Neden yaptın? Neden yaydın bun-

Hayır bu hiç olmaz.

Ağzını yüzünü dağıttığımın sikik beyinli orospusu, ne zorun var?

Bu çok güzel oldu.

Tam yanına ilerlerken bileğimden tutulup çekilmemle hareket edememiştim. Sunwoo sinirle beni yangın merdivenlerinden çıkarırken bileğimdeki acı yüzünden ona bağırmıştım. "Bıraksana."

"Ne yapacaksın? Yine gidip onlara bulaşıp yine bi' yerlere mi kilitleneceksin?"

"Okuldan atılabilirsin," dedim sinirle. "..benim yüzümden."

"Bu benim seçimimdi, sen bana onu dövmemi söylemedin sonuçta." dediğinde sesi gittikçe artıyordu.

"Ama sonuçta benim yüzümden oldu."

"Onlara bir daha bulaşma, en azından benim için." dediğinde bileğimi sıkan elini sinirle geriye attım, "Bu okuldan atılan sen değil, o olacak." dedim sesim titrerken. Sonra da onu orada bırakıp merdivenlerden tekrar indim.

Onlara bulaşıp onlarla kavga edeceğimi  falan mı düşünüyordu gerçekten? Müdirenin odasına çıkarken Juyeon'un Heesun'la bir şeyler konuştuğunu gördüm.

"O saçma videoyu sil." Heesun'u duvarla arasına aldığında aşırı ciddi görünüyordu. "Ya, sence öyle bir şey yapar mıyım?" dediğinde sırıttı ve telefonunu salladı. "Silebiliyorsan sil,"

Paylaşan kişi Dong Koo'ydu. Heesun'un telefonundan paylaşmadığından emindim. Juyeon da yanlış anlamış olamazdı heralde.

Telefonu yere fırlattığında telefon paramparça olmuştu ve bütün öğrencilerin gözleri onların üzerinde toplanmıştı. "No Sumi'ye yaptıklarını biliyorum Yang Heesun, çocukça davranmayı bırak. Kendine çeki düzen ver!" diye bağırdığında duvarın arkasına geçtim. Beni görmese daha iyi olurdu. "Yetim bir kızı bu kadar koruyabileceğim aklıma gelmemişti."

Yetim mi?

"Yetim olan sensin Yang Heesun çünkü kimse seni arkadaşı veya ailesi olarak seçmeyecek."

Ayak seslerini duyunca Juyeon'un Heesun'un yanından ayrıldığını sonra da bana baktığını gördüm. Bir şey demeden öylece gitti. 18 yıllık hayatımda iyi ki onlar gibi arkadaşlarım olmuştu ve zaman geçirebilmiştik.

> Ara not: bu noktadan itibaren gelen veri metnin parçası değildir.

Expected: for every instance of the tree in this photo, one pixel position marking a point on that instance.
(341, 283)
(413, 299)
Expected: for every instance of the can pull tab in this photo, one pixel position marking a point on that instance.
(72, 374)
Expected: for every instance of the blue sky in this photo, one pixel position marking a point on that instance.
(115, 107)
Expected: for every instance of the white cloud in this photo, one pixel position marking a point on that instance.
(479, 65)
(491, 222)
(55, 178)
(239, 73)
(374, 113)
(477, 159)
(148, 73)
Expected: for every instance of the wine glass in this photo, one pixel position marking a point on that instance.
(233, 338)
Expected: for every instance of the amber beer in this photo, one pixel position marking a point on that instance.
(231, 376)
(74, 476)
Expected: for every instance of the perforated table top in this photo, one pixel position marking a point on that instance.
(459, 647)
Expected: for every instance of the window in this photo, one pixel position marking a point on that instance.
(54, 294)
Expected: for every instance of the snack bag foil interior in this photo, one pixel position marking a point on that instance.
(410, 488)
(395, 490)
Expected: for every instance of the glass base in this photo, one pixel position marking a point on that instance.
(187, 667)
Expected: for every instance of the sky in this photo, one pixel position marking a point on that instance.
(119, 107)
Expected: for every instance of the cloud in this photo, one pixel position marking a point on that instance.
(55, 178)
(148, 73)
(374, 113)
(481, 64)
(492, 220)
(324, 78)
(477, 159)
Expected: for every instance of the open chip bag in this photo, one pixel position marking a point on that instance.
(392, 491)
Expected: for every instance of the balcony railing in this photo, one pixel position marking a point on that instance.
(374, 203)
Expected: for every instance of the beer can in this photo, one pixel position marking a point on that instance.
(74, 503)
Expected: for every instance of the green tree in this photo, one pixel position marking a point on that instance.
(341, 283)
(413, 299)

Gözümden akan yaşları umursamadan müdirenin odasına çıktım. "Gir." Kapıyı açtığımda öğretmenlerin hep birlikte toplanıp bir şey konuştuklarını görmüştüm. "Kovmak daha iyi olacak." dediğinde Sunwoo'dan bahsettiğini anlamıştım.

"No Sumi, ne işin var burada?" diyen sınıf hocamıza baktım. "Vermem gereken bir şey var."

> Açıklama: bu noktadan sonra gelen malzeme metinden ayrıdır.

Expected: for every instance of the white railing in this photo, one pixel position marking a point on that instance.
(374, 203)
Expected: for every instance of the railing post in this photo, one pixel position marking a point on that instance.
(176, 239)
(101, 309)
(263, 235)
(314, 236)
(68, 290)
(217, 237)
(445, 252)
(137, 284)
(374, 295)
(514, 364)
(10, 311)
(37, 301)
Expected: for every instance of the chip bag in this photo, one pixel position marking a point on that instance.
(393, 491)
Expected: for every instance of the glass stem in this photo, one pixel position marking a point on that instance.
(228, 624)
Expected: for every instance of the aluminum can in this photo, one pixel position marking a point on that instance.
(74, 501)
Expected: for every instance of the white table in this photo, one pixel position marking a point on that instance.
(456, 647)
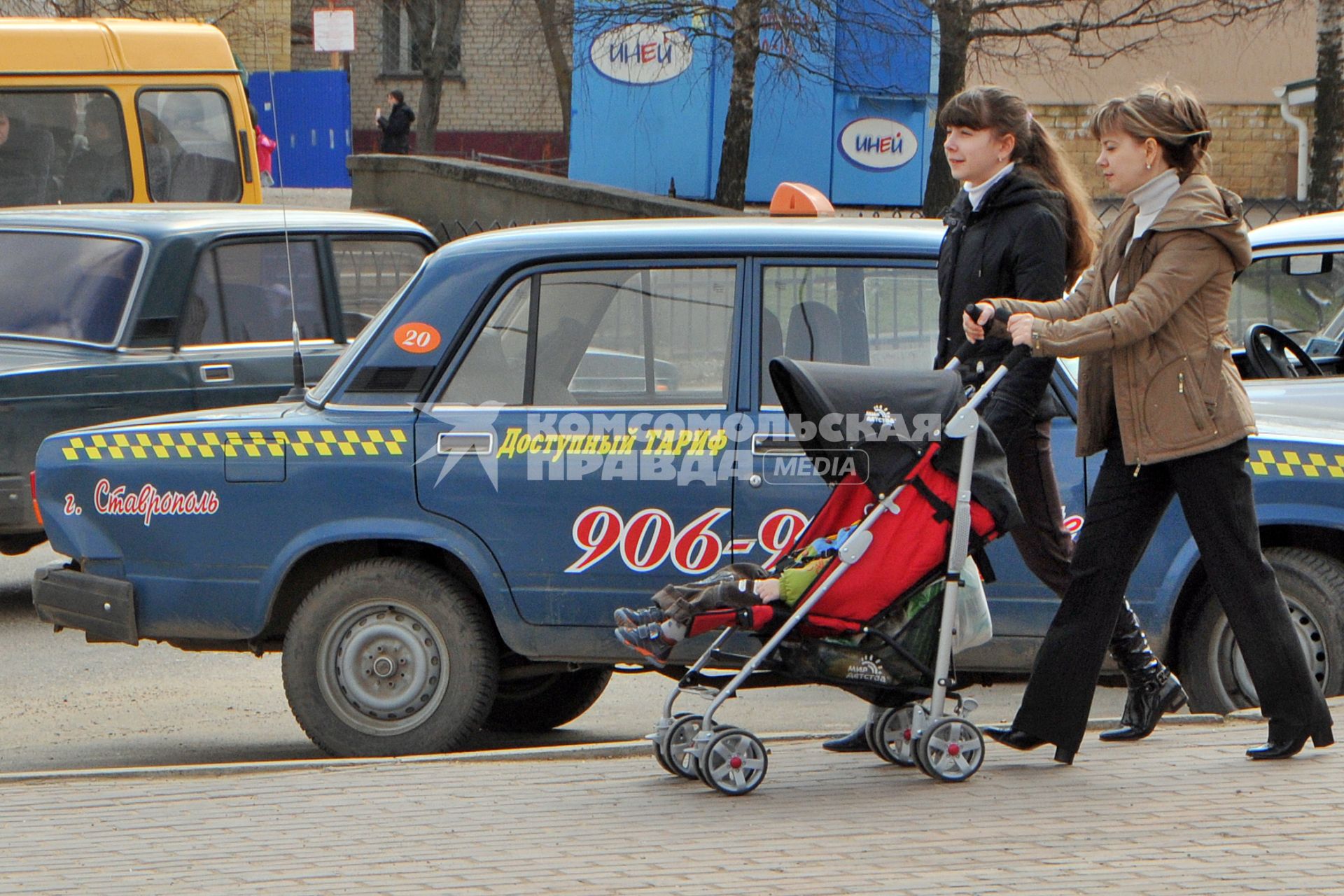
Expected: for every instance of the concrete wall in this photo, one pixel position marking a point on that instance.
(449, 194)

Cebimden çıkardığım fotoğrafları onların önüne bıraktığımda şok olmuş bir şekilde bana bakıyorlardı.

"Seo Dong Koo, Yang Heesun ve Kim Hyerin'in dün bana yaptıkları."

Sırtım ve boynumdaki çizikleri, yüzümdeki yaraları, bacağımın halini, hepsinin fotoğrafını çekmiştim.

"Dün beni bu halde laboratuvara kilitlediler ve Sunwoo beni kurtarandı."

"Sunwoo mu?"

"Dong Koo'yu dövmesinin sebebi de beni dışarı çıkarmak istemesi ama Dong Koo'nun anahtarları ona vermemesi yüzündendi."

"Yine de şiddet kullanmama-"

"Onların bana daha beter davrandığını gösteriyorum işte size." dediğimde aşırı sinirlenmiştim. "Kanıt, şahit var mı?" dediğinde gülümsedim.

"CCTV size bağlı değil mi? Öğrencinizi korumanız gerek, gidip bakabiliriz." Sınıf hocama baktım. "Ayrıca dün sabah, okula gelmeme rağmen ilk 2 dersinize girmeme nedenim buydu."

"Eğer Sunwoo'yu okuldan atıp bu pis- bu arkadaşlara hiçbir şey yapmazsanız o zaman karakola gidip bu fotoğrafları veririm." dediğimde sinirle gülümsedim ve kapıdan dışarı çıktım.

Rahatlamış hissediyordum.

Joonyoung yanıma geldi, kolunu omzuma atarak bana hafifçe sarıldığında ona baktım. Elindeki soğuk içeceği bana verdi. "Otur." Dediğini yaptım, "Biraz önce çok iyiydin." dedi bana gülümseyerek.

"Duydun mu?"

"Kapıda bekliyordum, bu yüzden duydum. Özür dilerim." dediğinde bir şey demedim ve başımı masanın üstüne kapattım.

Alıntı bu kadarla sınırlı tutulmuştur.